Normally you’d hire a guy to teach us all. How many of you work for consulting
organizations ….? Let me just cheat and get to the punch line of this story. The idea
consultant was the … turns out were a bunch of BestBuy employees who normally were
selling DVD players and TVs on the floor of BestBuy all over the country, who came in
and wrote the system. Here is Scott McIntyre, who I talked to, who explained what
happened. I had to ask about this four times to get convinced that “You mean the IT
production system that ended up on the floor was written by BestBuy field employees
who just came in for two weeks, to hack, and then went home.” This didn’t generally fit
my model of how stuff was supposed to get done.
[Video/Scott]
We actually got a request for an estimate on how much this was going to cost. The
thing was, it was going to end up costing us $6.5 million. The company that was
going to build it for us said, “We could probably have a proven concept out to a test
district, which is about ten stores, in about eight months to a year.” We got six
employees up to the corporate office, paid for their travel, paid for their hotel, and
ended up spending about $250,000 and six weeks later we have proof of concept
out to that test district.
Peter:
Most of the money was spent on hotels and pizza. The kids were so young they couldn’t
rent cars. They were just happy to come out and do it. When the system went live – this
would be the numbers here. It was $250 thousand, as opposed to what the initial system
wanted, and it was in a fraction of the time.
When the system was built, the IT department tried to call up the ISP that hosted this
thing and it came up and said, “Don’t launch that.” They were so scared. They didn’t
want to launch officially because something bad would happen. I think unofficially it was
if that went live, it would raise an awful lot of questions about the….. Fortunately, the
contract was written between the training departments that did this. The ISP went live.
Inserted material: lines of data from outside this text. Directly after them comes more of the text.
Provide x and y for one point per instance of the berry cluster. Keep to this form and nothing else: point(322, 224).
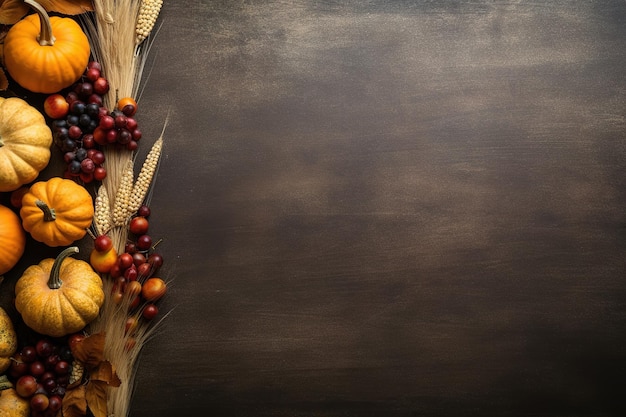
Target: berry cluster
point(81, 123)
point(42, 373)
point(136, 269)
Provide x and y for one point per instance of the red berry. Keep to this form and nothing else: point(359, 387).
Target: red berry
point(92, 74)
point(99, 173)
point(103, 243)
point(144, 242)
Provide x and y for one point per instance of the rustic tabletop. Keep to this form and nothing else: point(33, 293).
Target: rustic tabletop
point(389, 208)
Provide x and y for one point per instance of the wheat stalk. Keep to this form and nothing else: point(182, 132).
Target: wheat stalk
point(113, 37)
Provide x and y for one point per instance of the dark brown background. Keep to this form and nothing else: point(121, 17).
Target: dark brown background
point(389, 208)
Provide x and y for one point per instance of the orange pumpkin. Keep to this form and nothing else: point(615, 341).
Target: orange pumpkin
point(57, 212)
point(59, 296)
point(12, 239)
point(45, 54)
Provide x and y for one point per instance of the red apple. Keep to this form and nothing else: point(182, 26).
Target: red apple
point(103, 243)
point(138, 225)
point(55, 106)
point(103, 261)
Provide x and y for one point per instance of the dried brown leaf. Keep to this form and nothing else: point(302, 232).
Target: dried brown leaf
point(90, 351)
point(11, 11)
point(75, 402)
point(104, 372)
point(67, 7)
point(96, 393)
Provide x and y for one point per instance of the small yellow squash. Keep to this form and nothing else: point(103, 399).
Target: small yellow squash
point(25, 141)
point(59, 296)
point(57, 212)
point(8, 341)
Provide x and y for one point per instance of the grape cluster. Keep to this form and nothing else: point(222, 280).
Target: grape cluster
point(42, 372)
point(118, 127)
point(136, 269)
point(81, 123)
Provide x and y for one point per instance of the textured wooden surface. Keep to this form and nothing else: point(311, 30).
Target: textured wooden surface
point(390, 208)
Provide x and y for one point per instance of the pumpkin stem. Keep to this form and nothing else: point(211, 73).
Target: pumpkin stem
point(45, 38)
point(5, 383)
point(54, 281)
point(49, 215)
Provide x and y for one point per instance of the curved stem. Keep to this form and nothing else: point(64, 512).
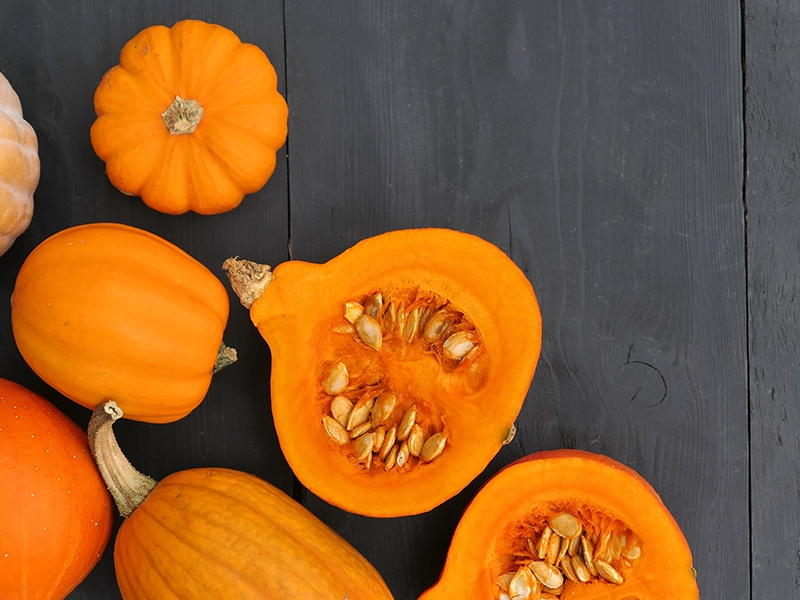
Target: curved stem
point(128, 486)
point(248, 279)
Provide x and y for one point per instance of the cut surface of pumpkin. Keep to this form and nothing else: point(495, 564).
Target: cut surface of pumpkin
point(567, 524)
point(399, 366)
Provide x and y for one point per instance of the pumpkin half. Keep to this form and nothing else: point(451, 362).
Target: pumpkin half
point(19, 167)
point(55, 512)
point(219, 533)
point(567, 524)
point(190, 119)
point(398, 367)
point(108, 311)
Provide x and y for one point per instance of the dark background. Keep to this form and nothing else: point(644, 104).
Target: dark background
point(639, 162)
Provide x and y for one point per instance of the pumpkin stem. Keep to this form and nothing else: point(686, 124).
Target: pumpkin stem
point(182, 116)
point(248, 279)
point(226, 356)
point(128, 486)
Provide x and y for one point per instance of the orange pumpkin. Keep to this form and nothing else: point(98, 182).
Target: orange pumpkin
point(190, 119)
point(568, 524)
point(55, 512)
point(398, 367)
point(19, 167)
point(219, 533)
point(107, 311)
There was one support request in two years. They now recovered an entire … which as
it turns out, a bunch of people who know a lot about computer science and networking
actually work at BestBuy because it’s a good summer job. They are doing systems and
… it just bubbled up from the bottom.
I’m going to move on because the video clip that I have tells that story but I think we kind
of covered that story. Do you want to do a break now?
Andrea:
We can; quick break and be only … and we’ll be back at 3:20 for the second part.